Click here for a full-screen view of FracTracker Alliance’s map of all known wells in New York State (data current as of October 2018, to be updated soon).

 

View map fullscreen | How FracTracker maps work

Despite inaccurate records, the DEC does try to locate, assess, and plug old wells using maps created by drilling companies in the late 1800s. A section of one such map can be seen in Figure 1. This map shows proposed oil and gas drilling sites in Cattaraugus County, New York in the late 1800s. It has been georeferenced using ArcGIS  mapping software to assign present day coordinates to hand drawn features.

Figure 1. Georeferenced Lease Map, Cattaraugus County, New York

Unfortunately, these maps are not entirely reliable. Some wells may be incorrectly documented on a map as drilled when, in fact, they were merely proposed but never drilled; some wells may have been drilled but never marked on a map. Other wells may have been both marked on a map and drilled, but due to inaccurate survey technologies of the past, the location on the ground is incorrect. As a result, DEC staff are left searching on foot for wells that may or may not be there. Working with limited equipment, in dense brush, and over uneven terrain make the task of finding the abandoned wells even more problematic.

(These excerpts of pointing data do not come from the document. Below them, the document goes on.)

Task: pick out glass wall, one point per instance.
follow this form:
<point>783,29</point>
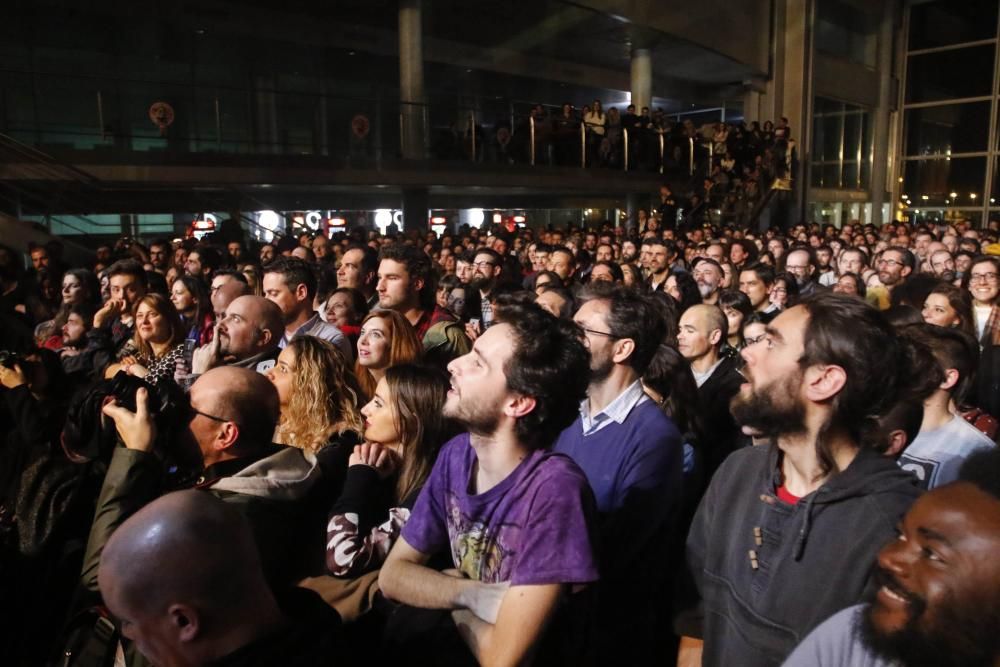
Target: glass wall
<point>841,145</point>
<point>948,166</point>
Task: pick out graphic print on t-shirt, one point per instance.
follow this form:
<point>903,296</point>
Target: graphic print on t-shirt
<point>477,551</point>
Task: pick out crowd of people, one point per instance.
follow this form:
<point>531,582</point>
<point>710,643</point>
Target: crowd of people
<point>730,164</point>
<point>651,443</point>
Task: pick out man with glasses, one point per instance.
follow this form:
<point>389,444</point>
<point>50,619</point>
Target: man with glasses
<point>487,267</point>
<point>233,413</point>
<point>801,263</point>
<point>246,336</point>
<point>895,266</point>
<point>632,456</point>
<point>984,285</point>
<point>786,532</point>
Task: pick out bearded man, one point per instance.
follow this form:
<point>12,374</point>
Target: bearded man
<point>787,531</point>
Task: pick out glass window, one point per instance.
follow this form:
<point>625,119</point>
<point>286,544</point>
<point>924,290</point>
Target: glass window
<point>846,32</point>
<point>951,74</point>
<point>933,182</point>
<point>948,22</point>
<point>951,128</point>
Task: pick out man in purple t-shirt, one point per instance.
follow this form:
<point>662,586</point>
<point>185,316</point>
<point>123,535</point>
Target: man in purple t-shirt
<point>513,514</point>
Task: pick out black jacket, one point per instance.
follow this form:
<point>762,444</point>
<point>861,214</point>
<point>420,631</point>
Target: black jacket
<point>810,560</point>
<point>722,434</point>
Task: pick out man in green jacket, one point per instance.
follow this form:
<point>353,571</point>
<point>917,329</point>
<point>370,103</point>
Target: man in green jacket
<point>233,414</point>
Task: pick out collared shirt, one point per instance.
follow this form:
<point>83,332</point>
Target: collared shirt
<point>486,311</point>
<point>702,378</point>
<point>314,326</point>
<point>615,411</point>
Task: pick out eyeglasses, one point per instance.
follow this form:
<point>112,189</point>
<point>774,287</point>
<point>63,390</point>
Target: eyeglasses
<point>599,333</point>
<point>194,412</point>
<point>982,277</point>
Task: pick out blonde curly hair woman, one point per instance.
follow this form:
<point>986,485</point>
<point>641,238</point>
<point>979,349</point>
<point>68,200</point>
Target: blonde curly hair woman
<point>318,395</point>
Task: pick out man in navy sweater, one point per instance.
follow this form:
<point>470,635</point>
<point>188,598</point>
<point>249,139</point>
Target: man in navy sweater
<point>632,456</point>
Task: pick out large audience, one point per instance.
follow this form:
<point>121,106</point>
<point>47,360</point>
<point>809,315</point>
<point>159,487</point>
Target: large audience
<point>662,442</point>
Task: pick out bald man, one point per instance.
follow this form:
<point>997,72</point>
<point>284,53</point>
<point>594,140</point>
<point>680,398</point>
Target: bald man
<point>247,336</point>
<point>183,578</point>
<point>225,293</point>
<point>233,415</point>
<point>701,333</point>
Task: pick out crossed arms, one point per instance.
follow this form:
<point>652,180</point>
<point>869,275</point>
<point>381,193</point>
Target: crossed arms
<point>501,624</point>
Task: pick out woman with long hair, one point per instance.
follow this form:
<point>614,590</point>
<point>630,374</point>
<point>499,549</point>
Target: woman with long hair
<point>950,306</point>
<point>386,339</point>
<point>404,429</point>
<point>191,299</point>
<point>317,395</point>
<point>158,342</point>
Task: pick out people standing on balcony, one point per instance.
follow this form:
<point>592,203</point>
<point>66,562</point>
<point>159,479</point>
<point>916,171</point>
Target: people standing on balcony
<point>595,121</point>
<point>291,284</point>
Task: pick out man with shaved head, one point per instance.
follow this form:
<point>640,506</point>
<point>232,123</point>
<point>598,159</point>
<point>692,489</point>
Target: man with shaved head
<point>246,336</point>
<point>226,293</point>
<point>701,334</point>
<point>232,416</point>
<point>184,580</point>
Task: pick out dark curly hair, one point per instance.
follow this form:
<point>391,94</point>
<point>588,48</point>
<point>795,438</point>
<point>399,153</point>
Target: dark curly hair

These traditional methods of detection, which include referencing lease maps and searching for wells in the field, are not only time consuming, but are also costly. Using traditional methods of well detection, between 1988 and 2009, the United States Bureau of Land Management spent $3.8 million and only successfully reclaimed 295 well sites. It is clear that on both the federal and state levels, traditional well detecting methods are expensive, cumbersome, and inefficient.

Drones Pave the Way for Oil and Gas Well Detection

Recent improvements in geospatial remote sensing technology have opened opportunities for more efficient well detection. Previously, the battery life of drones and the weight of magnetometers prevented the two technologies from being used together to locate oil and gas wells. Furthermore, because drones must be flown high enough to clear vegetative canopies, methane sensors attached to drones are too far away from the source to accurately detect the location of the well. Due to these technological barriers, the DEC and other environmental departments and agencies have had to rely on inefficient, traditional methods of well detection described above.

At Binghamton University’s Geophysics and Remote Sensing Laboratory, a research team headed by Professors Timothy de Smet and Alex Nikulin, along with graduate student Natalia Romanzo, and undergraduate students Samantha Wong, Judy Li, and Ethan Penner, is taking on the task of developing a more efficient method to locate oil and gas wells. The Binghamton University research team deployed drones equipped with magnetometers to demonstrate that a high-resolution, low-altitude magnetic survey can successfully locate unmarked well sites.

Oil and gas wells have a characteristic magnetic signal that is generated by vertical metal piping fixed in the ground, making them identifiable in a magnetic survey.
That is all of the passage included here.